There’s also the fact that Estes is so inextricably linked with Kansas Republican Gov. Sam Brownback that it doesn’t require photoshopping, and Brownback is currently the 50th most popular governor in America according to all the polls, having enraged all the Democrats with his tax-and-budget-slushing agenda, as well as the half of the Republican party he waged civil war on to make it happen, and that even such stingy Republicans as ourselves are miffed he’s managed to discredit our tax-and-budget-cutting principles. You can also throw in the fact that this is one of those April elections where turnout is bound to be low, and at this point the Democratic minority of Kansas is hell-bent for some sort of victory and and clearly winning the yard-sign war even outside our anomalously liberal neighborhood, the Republican majority is either complacent or dispirited or blissfully unaware that we’re holding an election in April of all months, and we can see why the likes of The Washington Post and New York Times and Buzzfeed.com are taking a bet on this election.
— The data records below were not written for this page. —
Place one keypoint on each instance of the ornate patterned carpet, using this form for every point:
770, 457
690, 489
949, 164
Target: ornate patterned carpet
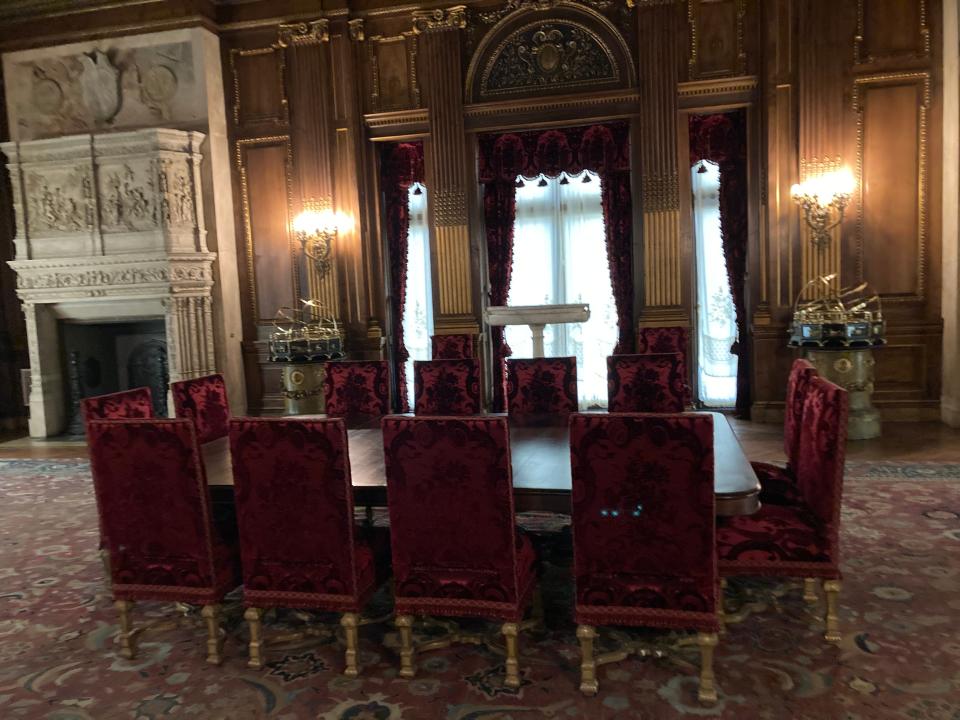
900, 657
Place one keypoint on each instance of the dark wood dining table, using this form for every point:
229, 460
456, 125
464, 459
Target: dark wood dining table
541, 468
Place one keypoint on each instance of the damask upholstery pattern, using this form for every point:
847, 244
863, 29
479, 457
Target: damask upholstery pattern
203, 400
452, 347
135, 403
355, 389
778, 484
295, 511
139, 466
673, 339
456, 549
646, 383
801, 537
446, 387
541, 391
643, 520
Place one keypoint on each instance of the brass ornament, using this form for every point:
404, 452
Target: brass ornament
555, 54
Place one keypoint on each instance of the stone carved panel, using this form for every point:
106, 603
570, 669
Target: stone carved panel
555, 54
106, 85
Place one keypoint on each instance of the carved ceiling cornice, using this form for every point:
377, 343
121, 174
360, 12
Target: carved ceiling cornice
453, 18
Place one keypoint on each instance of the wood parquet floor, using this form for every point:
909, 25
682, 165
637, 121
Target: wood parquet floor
909, 442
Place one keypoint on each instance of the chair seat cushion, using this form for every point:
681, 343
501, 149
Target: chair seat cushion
778, 485
469, 592
776, 540
276, 585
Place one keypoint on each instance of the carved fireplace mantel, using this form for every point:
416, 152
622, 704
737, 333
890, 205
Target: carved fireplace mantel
110, 228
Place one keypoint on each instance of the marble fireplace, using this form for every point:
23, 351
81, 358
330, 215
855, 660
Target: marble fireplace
110, 229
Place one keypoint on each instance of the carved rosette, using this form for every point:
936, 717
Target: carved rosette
304, 33
453, 18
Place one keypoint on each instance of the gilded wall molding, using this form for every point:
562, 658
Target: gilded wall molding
453, 18
313, 32
859, 37
693, 59
922, 190
241, 147
718, 86
284, 117
449, 207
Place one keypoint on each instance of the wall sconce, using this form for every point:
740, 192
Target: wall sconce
315, 230
824, 200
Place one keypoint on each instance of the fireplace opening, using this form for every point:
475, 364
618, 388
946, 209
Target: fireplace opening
100, 358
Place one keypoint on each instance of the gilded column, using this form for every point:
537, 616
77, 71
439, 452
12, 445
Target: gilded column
660, 57
311, 131
446, 167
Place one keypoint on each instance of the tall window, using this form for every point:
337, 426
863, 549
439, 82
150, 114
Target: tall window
418, 309
716, 317
560, 256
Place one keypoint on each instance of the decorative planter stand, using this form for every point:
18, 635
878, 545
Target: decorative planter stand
303, 388
851, 369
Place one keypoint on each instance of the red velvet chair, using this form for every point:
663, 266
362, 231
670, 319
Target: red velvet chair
356, 390
456, 548
674, 339
155, 510
778, 484
541, 391
645, 383
452, 347
644, 550
135, 403
203, 400
800, 539
446, 387
295, 512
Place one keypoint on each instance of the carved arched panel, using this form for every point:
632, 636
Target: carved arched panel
545, 48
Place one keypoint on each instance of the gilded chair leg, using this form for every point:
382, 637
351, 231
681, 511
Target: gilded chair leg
509, 631
831, 589
349, 622
708, 690
128, 641
588, 668
404, 625
211, 613
254, 617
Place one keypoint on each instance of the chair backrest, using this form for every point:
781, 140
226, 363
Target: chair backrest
446, 387
801, 373
135, 403
203, 400
541, 391
673, 339
643, 510
822, 450
356, 389
294, 505
450, 496
153, 500
452, 347
645, 383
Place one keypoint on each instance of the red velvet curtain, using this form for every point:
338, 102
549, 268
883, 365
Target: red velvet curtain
603, 149
401, 166
722, 139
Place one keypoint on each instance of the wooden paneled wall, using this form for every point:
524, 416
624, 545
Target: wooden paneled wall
824, 82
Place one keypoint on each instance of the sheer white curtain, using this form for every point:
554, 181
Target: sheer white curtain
418, 309
716, 317
560, 256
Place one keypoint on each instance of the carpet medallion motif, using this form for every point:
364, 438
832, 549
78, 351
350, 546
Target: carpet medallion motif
900, 656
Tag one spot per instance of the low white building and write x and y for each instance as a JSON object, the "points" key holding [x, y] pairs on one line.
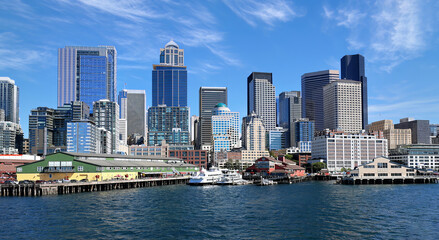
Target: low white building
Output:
{"points": [[348, 150]]}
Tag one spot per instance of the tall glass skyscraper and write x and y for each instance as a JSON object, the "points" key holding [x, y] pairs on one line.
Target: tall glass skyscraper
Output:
{"points": [[312, 95], [86, 74], [261, 98], [209, 98], [352, 68], [169, 78], [9, 100]]}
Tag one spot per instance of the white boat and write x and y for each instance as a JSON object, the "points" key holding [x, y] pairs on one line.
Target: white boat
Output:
{"points": [[206, 177], [231, 177]]}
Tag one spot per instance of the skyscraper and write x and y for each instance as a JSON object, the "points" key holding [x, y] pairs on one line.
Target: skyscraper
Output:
{"points": [[169, 78], [106, 115], [168, 123], [9, 99], [86, 74], [225, 128], [312, 95], [209, 98], [133, 108], [261, 98], [352, 68], [342, 106]]}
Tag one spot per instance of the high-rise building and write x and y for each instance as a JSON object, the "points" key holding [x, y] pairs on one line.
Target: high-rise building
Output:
{"points": [[261, 98], [352, 68], [106, 115], [169, 78], [168, 123], [302, 133], [209, 98], [86, 74], [132, 105], [82, 137], [420, 129], [312, 95], [395, 137], [342, 106], [225, 128], [9, 99]]}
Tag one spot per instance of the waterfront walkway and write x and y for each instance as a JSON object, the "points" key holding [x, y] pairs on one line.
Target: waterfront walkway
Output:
{"points": [[78, 187]]}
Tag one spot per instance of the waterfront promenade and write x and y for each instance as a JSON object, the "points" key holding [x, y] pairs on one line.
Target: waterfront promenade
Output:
{"points": [[78, 187]]}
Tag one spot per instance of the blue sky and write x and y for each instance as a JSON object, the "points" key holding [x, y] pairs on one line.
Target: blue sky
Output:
{"points": [[224, 41]]}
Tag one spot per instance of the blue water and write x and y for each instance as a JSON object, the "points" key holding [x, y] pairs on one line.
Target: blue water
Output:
{"points": [[310, 210]]}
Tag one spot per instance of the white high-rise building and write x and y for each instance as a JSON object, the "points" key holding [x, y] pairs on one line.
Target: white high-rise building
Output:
{"points": [[9, 100], [342, 106], [262, 98]]}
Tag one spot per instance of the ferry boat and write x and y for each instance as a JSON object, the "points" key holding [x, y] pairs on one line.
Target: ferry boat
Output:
{"points": [[206, 177], [231, 177]]}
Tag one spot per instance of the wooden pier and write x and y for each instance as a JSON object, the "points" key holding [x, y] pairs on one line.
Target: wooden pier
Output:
{"points": [[25, 190]]}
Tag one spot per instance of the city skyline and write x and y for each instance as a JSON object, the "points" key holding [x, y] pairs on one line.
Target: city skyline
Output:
{"points": [[304, 37]]}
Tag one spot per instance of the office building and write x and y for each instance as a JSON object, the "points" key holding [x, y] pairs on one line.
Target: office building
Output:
{"points": [[106, 115], [302, 133], [261, 98], [342, 106], [352, 68], [168, 123], [312, 95], [209, 98], [395, 137], [132, 105], [86, 74], [420, 129], [9, 101], [82, 137], [169, 78], [424, 156], [348, 150], [225, 128]]}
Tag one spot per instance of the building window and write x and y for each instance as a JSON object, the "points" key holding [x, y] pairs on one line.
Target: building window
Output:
{"points": [[382, 165]]}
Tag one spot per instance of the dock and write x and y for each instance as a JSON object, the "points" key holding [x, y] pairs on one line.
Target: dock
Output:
{"points": [[34, 190]]}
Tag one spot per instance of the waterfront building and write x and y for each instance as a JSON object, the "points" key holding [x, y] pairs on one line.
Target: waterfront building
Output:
{"points": [[198, 158], [352, 68], [101, 167], [420, 129], [312, 95], [302, 134], [132, 105], [106, 115], [82, 137], [342, 106], [225, 128], [424, 156], [209, 98], [169, 78], [348, 150], [277, 139], [168, 123], [11, 138], [261, 98], [87, 74], [290, 109], [394, 136], [9, 101]]}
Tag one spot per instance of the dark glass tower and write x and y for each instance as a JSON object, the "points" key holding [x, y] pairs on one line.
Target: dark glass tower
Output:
{"points": [[352, 68]]}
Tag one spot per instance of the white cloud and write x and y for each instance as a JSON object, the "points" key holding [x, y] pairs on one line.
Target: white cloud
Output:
{"points": [[268, 12]]}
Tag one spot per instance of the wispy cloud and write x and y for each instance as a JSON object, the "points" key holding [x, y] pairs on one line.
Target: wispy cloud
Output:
{"points": [[269, 12], [388, 31]]}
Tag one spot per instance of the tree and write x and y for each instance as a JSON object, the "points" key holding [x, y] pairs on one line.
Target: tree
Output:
{"points": [[318, 166]]}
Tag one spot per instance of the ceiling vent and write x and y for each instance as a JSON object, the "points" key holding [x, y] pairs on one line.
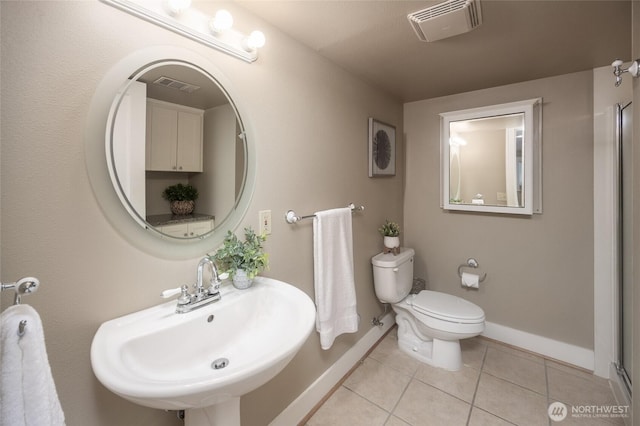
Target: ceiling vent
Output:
{"points": [[176, 84], [446, 19]]}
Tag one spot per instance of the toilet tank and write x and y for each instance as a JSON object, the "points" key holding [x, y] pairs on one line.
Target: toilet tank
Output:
{"points": [[393, 275]]}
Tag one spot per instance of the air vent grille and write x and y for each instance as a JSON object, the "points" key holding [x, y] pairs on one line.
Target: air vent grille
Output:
{"points": [[446, 19], [176, 84]]}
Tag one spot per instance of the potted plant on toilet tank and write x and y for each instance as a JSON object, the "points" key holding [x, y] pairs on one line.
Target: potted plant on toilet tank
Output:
{"points": [[182, 198], [391, 233], [242, 260]]}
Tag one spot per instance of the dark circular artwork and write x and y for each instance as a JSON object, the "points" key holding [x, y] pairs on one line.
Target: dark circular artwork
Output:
{"points": [[382, 149]]}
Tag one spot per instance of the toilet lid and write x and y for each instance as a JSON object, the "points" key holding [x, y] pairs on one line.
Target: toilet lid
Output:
{"points": [[447, 307]]}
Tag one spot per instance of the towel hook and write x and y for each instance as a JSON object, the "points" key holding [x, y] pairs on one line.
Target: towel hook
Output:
{"points": [[22, 286], [22, 328], [471, 263]]}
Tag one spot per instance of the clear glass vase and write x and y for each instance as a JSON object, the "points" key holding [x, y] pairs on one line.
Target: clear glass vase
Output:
{"points": [[241, 280]]}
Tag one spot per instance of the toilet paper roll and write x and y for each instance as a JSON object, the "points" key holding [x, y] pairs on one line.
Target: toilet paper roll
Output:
{"points": [[470, 280]]}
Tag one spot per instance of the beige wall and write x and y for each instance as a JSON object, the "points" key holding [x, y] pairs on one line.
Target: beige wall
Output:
{"points": [[311, 121], [539, 268]]}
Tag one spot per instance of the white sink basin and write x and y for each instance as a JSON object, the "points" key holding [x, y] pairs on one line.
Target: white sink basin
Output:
{"points": [[161, 359]]}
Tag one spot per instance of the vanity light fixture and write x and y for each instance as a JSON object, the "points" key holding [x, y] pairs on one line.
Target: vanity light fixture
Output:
{"points": [[179, 17], [633, 69]]}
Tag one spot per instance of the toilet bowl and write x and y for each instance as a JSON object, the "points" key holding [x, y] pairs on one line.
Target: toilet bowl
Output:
{"points": [[430, 323]]}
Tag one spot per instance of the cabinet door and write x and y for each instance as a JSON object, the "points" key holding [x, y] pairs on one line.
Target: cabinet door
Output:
{"points": [[189, 152], [200, 228], [180, 230], [162, 135]]}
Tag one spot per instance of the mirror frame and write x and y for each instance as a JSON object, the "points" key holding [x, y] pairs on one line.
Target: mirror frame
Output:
{"points": [[532, 179], [98, 128]]}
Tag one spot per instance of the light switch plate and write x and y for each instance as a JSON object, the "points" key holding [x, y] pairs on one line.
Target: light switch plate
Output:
{"points": [[264, 217]]}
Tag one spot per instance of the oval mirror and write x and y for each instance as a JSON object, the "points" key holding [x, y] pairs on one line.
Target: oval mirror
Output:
{"points": [[161, 117], [175, 133]]}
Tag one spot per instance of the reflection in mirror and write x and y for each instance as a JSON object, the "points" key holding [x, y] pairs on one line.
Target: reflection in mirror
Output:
{"points": [[175, 124], [490, 157]]}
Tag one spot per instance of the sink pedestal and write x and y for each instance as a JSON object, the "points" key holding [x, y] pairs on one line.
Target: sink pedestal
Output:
{"points": [[225, 413]]}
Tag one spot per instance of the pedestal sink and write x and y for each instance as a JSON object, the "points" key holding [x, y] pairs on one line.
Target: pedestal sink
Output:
{"points": [[203, 361]]}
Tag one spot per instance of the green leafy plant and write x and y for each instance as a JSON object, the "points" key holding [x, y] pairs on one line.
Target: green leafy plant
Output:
{"points": [[247, 255], [389, 229], [180, 192]]}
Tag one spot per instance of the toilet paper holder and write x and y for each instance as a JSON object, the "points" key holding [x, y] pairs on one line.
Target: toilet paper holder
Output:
{"points": [[471, 263]]}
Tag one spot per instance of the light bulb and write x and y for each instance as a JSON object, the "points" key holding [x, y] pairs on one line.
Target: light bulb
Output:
{"points": [[255, 40], [222, 21], [176, 7]]}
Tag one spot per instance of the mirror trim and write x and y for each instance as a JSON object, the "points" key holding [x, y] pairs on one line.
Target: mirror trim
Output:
{"points": [[532, 179], [98, 120]]}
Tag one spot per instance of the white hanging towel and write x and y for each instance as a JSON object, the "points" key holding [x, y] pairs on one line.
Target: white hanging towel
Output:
{"points": [[333, 275], [28, 395]]}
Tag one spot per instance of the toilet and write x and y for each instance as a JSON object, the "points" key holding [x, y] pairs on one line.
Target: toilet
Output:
{"points": [[430, 323]]}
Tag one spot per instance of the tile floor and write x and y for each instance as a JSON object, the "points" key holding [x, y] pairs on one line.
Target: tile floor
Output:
{"points": [[497, 385]]}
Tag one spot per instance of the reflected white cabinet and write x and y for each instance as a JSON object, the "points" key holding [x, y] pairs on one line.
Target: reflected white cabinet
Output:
{"points": [[188, 229], [174, 137]]}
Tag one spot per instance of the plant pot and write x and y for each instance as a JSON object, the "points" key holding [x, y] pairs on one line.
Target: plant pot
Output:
{"points": [[391, 242], [241, 280], [182, 207]]}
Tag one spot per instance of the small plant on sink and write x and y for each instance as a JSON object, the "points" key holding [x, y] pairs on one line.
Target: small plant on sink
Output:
{"points": [[242, 260], [182, 198]]}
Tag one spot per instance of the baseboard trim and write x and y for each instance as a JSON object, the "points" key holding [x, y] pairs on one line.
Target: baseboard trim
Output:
{"points": [[620, 393], [555, 349], [301, 406]]}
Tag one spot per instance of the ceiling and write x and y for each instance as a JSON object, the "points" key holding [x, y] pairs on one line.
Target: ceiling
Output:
{"points": [[518, 41]]}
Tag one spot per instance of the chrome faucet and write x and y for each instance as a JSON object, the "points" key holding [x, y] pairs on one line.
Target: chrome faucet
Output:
{"points": [[201, 296], [214, 284]]}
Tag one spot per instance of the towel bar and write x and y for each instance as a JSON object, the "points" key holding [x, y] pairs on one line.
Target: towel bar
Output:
{"points": [[291, 216]]}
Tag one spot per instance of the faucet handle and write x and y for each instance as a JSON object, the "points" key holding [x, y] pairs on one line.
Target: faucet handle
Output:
{"points": [[184, 298], [171, 292]]}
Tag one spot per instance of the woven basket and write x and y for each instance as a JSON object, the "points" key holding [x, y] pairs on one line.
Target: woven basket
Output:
{"points": [[182, 207]]}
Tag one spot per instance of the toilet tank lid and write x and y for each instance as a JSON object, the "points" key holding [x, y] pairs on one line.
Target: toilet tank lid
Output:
{"points": [[389, 260]]}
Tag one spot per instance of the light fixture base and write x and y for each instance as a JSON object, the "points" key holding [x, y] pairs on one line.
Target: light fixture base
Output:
{"points": [[189, 24]]}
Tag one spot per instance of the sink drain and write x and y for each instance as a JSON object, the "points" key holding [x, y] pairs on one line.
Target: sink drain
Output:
{"points": [[219, 363]]}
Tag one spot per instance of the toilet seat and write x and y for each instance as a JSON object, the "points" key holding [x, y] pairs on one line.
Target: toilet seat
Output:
{"points": [[446, 307]]}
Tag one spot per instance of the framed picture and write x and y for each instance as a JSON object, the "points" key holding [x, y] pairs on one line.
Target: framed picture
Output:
{"points": [[382, 149]]}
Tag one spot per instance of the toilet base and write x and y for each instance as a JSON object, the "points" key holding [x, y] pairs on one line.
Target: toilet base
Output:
{"points": [[436, 352]]}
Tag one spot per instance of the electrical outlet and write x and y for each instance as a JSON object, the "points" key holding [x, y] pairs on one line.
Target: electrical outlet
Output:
{"points": [[264, 217]]}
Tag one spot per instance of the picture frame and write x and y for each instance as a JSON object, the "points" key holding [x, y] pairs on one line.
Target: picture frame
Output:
{"points": [[382, 149]]}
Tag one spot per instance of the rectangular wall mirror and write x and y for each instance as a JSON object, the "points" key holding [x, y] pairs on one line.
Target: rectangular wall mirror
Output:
{"points": [[490, 158]]}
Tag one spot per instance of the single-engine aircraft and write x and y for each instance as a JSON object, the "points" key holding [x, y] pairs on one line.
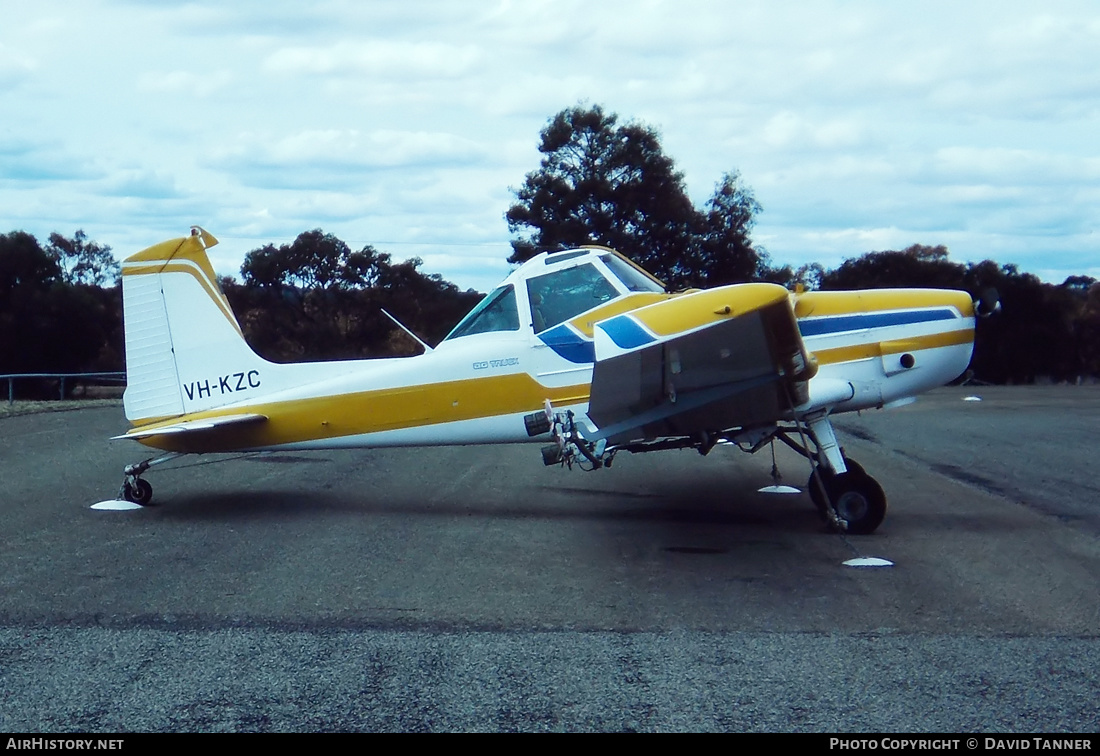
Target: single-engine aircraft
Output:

Should the Republican prevail in this reliably Republican district it will be another dog-bites-man story relegated to a couple of inches on page B-3, with the plane tickets and hotel and restaurant expenses of a trip to Wichita written off, but if the upset does occur it can be spun into a rebuke of Republicans in general and Trump in particular right in the deep-red heart of the flyover country that’s worth space on the front page, so they might as well roll the dice.
The guys who write The Washington Post’s all-knowing “Plum Line” column and don’t have to fly to places like Wichita say that “it would take an earthquake” for the Democrat to prevail here, and we’re inclined to agree with that assessment, and after a lifetime of Fourth Congressional District politics we would advise that’s still  the way to bet, but they might not know that for the past few year we’ve been having earthquakes around here.